The choice of the Chamber of Deputies as the institutional seat for the ceremony is closely connected with various events in Mattei’s life.

Rome, 18-10-2012 — / — A ceremony was held today in Montecitorio attended by the President of the Republic of Italy, Giorgio Napolitano, Eni’s President Giuseppe Recchi and Eni’s CEO Paolo Scaroni, to commemorate the 50th anniversary of the death of Enrico Mattei, founder of Eni. Following speeches by the President of the Chamber of Deputies, Gianfranco Fini and the President of the Foundation of the Chamber of Deputies, Fausto Bertinotti, Neri Marcorè recalled two key moments in the life of Mattei: his speech to the Chamber of Deputies in 1949, and the speech in Gagliano; the last he made the day before the tragic event on October 27, 1962. Sergio Toffetti’s film “The Voice of Enrico Mattei‘ was shown during the commemorative service, and Francesco Rosi, director of “The Mattei Affair‘ who also won the Golden Lion for Lifetime Achievement at the 69th Venice International Film Festival, was also present.

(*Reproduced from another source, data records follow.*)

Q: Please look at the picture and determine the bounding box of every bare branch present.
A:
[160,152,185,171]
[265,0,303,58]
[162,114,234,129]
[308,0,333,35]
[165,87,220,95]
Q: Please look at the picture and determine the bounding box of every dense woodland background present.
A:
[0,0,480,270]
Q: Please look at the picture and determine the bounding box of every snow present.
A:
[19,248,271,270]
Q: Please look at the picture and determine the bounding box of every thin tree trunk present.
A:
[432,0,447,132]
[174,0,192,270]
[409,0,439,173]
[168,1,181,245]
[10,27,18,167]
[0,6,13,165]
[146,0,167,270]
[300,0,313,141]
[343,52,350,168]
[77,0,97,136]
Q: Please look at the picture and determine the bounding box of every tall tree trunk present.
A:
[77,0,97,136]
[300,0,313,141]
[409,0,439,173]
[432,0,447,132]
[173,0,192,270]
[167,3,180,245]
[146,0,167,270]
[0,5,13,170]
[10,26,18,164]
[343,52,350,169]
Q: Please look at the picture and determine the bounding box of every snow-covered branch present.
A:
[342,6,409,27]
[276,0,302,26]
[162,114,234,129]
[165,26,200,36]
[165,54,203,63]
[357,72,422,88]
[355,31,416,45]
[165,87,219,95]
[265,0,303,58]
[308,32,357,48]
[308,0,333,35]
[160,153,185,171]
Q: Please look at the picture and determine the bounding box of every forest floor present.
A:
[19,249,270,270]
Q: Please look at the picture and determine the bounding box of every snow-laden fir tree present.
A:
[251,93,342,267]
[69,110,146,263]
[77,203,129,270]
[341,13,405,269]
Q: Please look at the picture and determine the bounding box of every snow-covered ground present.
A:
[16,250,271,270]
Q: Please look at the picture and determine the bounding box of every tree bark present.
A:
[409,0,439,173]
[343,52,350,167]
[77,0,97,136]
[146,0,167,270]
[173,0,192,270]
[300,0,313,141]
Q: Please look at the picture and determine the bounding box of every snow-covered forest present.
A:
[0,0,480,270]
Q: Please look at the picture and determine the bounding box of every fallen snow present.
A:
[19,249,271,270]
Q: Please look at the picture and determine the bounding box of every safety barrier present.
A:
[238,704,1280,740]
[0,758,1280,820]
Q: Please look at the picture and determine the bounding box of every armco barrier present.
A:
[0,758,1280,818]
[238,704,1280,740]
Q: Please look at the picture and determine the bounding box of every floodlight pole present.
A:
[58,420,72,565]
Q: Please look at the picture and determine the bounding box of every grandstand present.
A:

The choice of the Chamber of Deputies as the institutional seat for the ceremony is closely connected with various events in Mattei’s life. A partisan leader in the Italian resistance movement and a member of the National Liberation Committee for Northern Italy, Enrico Mattei was elected to represent the Christian Democrats in the first government formed by De Gasperi, only to then resign due to conflicts of interest when he was appointed President of Eni in 1953. In 1945, when the country began the road to recovery after the war, with the farsightedness that characterized all of his actions, Mattei was eager to create a company that would not depend on the major global economic and energy powers. Power plants in the north were shut down and in ruins, streets and houses were in urgent need of reconstruction and the entire national economy had collapsed. It was thanks to Mattei that Italian industry had the fuel to kick-start the industrial machine with methane, a resource that no other European country was using at that time. Through his efforts, the Po valley was tapped and developed into the vast energy resource that enabled the country to get back on its feet after the devastating effects of five years of war. His work also secured a leading role for Italy in the geopolitical arena as he forged numerous relationships with producing countries with conditions that were very different to those that had been standard up to then. This caused him to cross paths with the key players in the energy market.

The core values he established in his nine years as the head of the “six legged dog‘ are reflected in Eni’s corporate culture today: sustainability, respect, cooperation, and dialogue. “The oil is theirs‘ as Mattei would say; he believed that the energy resources belonged to the oil-producing countries first, and the most profitable arrangements would arise out of the shared interests of all the actors involved. Although his premature death meant he never achieved the results he longed for, Mattei created the foundations on which Eni would build its reputation in later years of a “different‘ company. Today it is the sixth largest oil company in the world with 79,000 employees in 85 countries. Mattei’s real legacy however, is the message; the vision and ability to approach problems and overcome them in an innovative way and the willingness to make bold decisions to shape the future. This message is part of Eni’s philosophy today, and still holds true if we want to inject new vigor into what we develop tomorrow.